Questions are being raised over the architecture of the Juncker investment plan, while the finance world continues to grow impatient for these “project bonds on steroids”. EURACTIV France reports.
The 315 billion euro, three year investment plan is not ambitious enough for some member states, including France, who had originally called for a programme worth 1200 billion over four years. At present, only 2 billion euros from the European budget have been pledged to the fund.
€6 billion taken from ongoing programmes
The EU plans to provide the investment fund with a total of 8 billion euros, 6 billion of which had already been budgeted for the research support programme Horizon 2020, and the European Interconnection Mechanism (EIM), dedicated to developing European transport networks. These €8 billion are designed as a guarantee to secure a further 8 billion in contributions from the European Institutions, and the European Investment Bank will contribute a further €5 billion, bringing the investment fund’s initial capital to 21 billion euros. From this modest starting point, the Juncker Commission is counting on a fifteenfold “multiplier effect” to reach the €315 billion it has promised.
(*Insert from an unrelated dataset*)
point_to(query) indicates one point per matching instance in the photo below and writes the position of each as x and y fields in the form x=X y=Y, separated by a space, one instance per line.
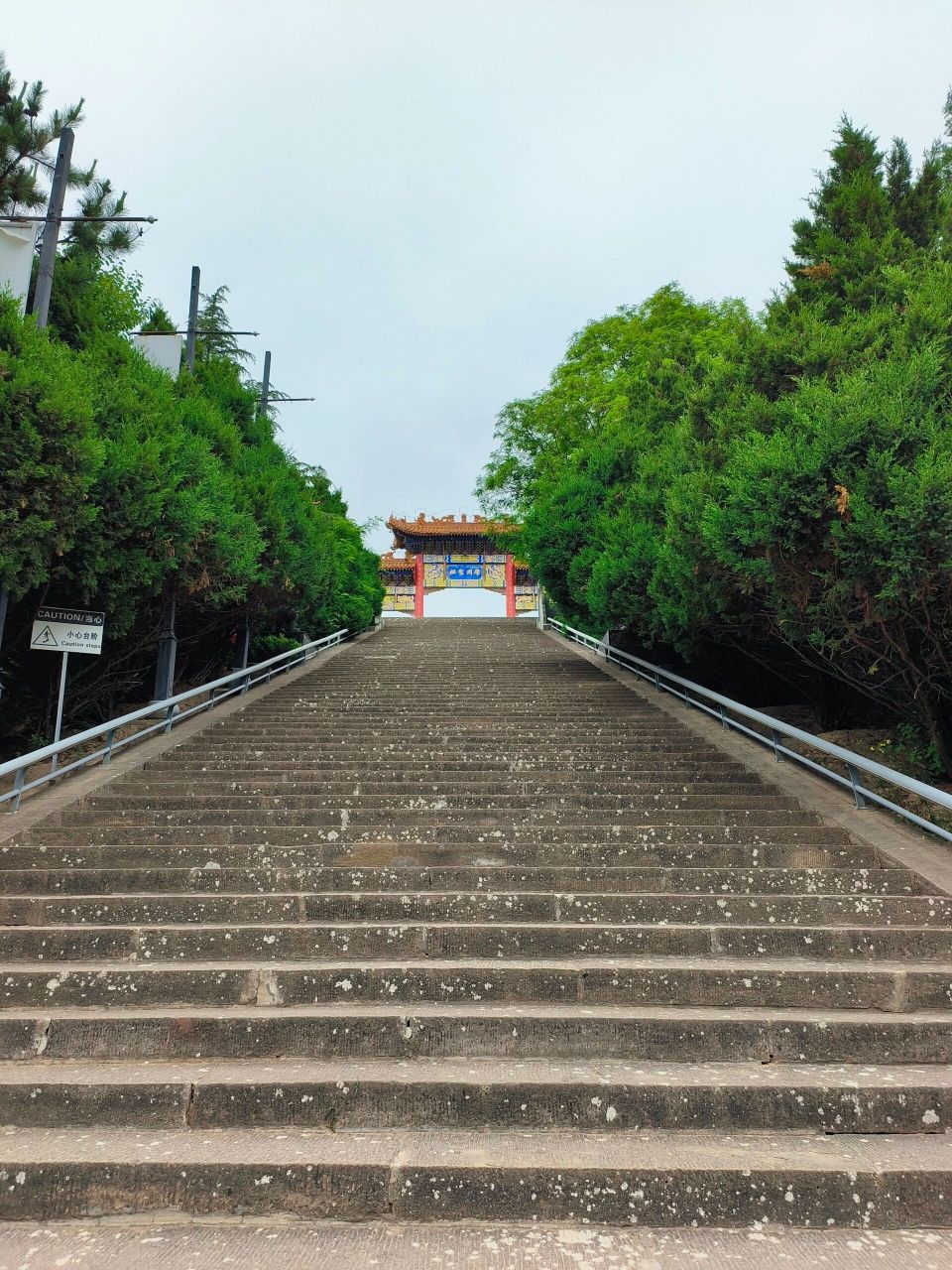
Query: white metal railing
x=235 y=684
x=724 y=707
This gamble is based on the assumption that a private investment will be more efficient, and more likely to be profitable, than a public investment.
Robbing Peter to pay Paul
The fund’s participants are under no illusions: this new mechanism will not increase the total budget, and may well mean robbing Peter to pay Paul. The example of the Seine-Nord Europe Canal, one of France’s major ongoing infrastructure projects, illustrates this situation. The project will cost 4.5 billion euros, of which the EU had committed to contribute 60% from European Interconnection Mechanism (EIM) funds. But the EIM’s 5 year budget of €23 billion is due to be cut by 3.3 billion euros, in order to capitalise the Juncker investment plan.
A nebulous programme
The budget for the Seine-Nord Canal, which is one of Europe’s top five infrastructure priorities, along with the Lyon-Turin train line, could remain unaffected. But nothing can be taken for granted, and the new investment fund is still as vague as ever. France did not include these two projects in its list of proposals for Juncker plan funding, precisely because Paris would prefer them to continue being funded by the EIM, but the Lyon-Turin train line did appear on the Italian list.
Karima Delli, a French MEP, pointed out that the investment plan would “represent 16% less funding for European transport projects over four years”. She added that “what should have been an investment is really another cut to the European budget, which has already suffered massive reductions under the policy of austerity that continues to guide the Commission”.
Members of the European Parliament are broadly in favour of the investment plan, but would prefer to have a greater say over it. The new European Fund for Strategic Investments (EFSI) will be placed in the hands of the European Investment Bank (EIB) and administered by a panel of financial experts and representatives from the EIB and the Commission.
Chances of success called into question
Beyond the unanswered questions, the Juncker plan’s chances of success have also attracted criticism. Standard and Poor’s has highlighted the fund’s lack of initial capital as a possible stumbling block, and is not convinced that the proposed infrastructure investments will boost economic growth in Europe.
The extensive list of 2000 projects presented for consideration by the member states does little to assuage concerns: the projects come to a total value of €1,300 billion, and the Netherlands and the UK are the only countries to have indicated any order of priority on their lists.
The Juncker plan, or “projects bonds on steroids”
The success of “project bonds”, an EIB scheme for raising funds, appears to have demonstrated the appetite of European investors for guaranteed investments.
The projects financed by the European Fund for Strategic Investments, dubbed “project bonds on steroids” by one European civil servant, should meet an even greater demand from investors, allowing them to bring down their borrowing rates and, credit experts say, ensure their finances.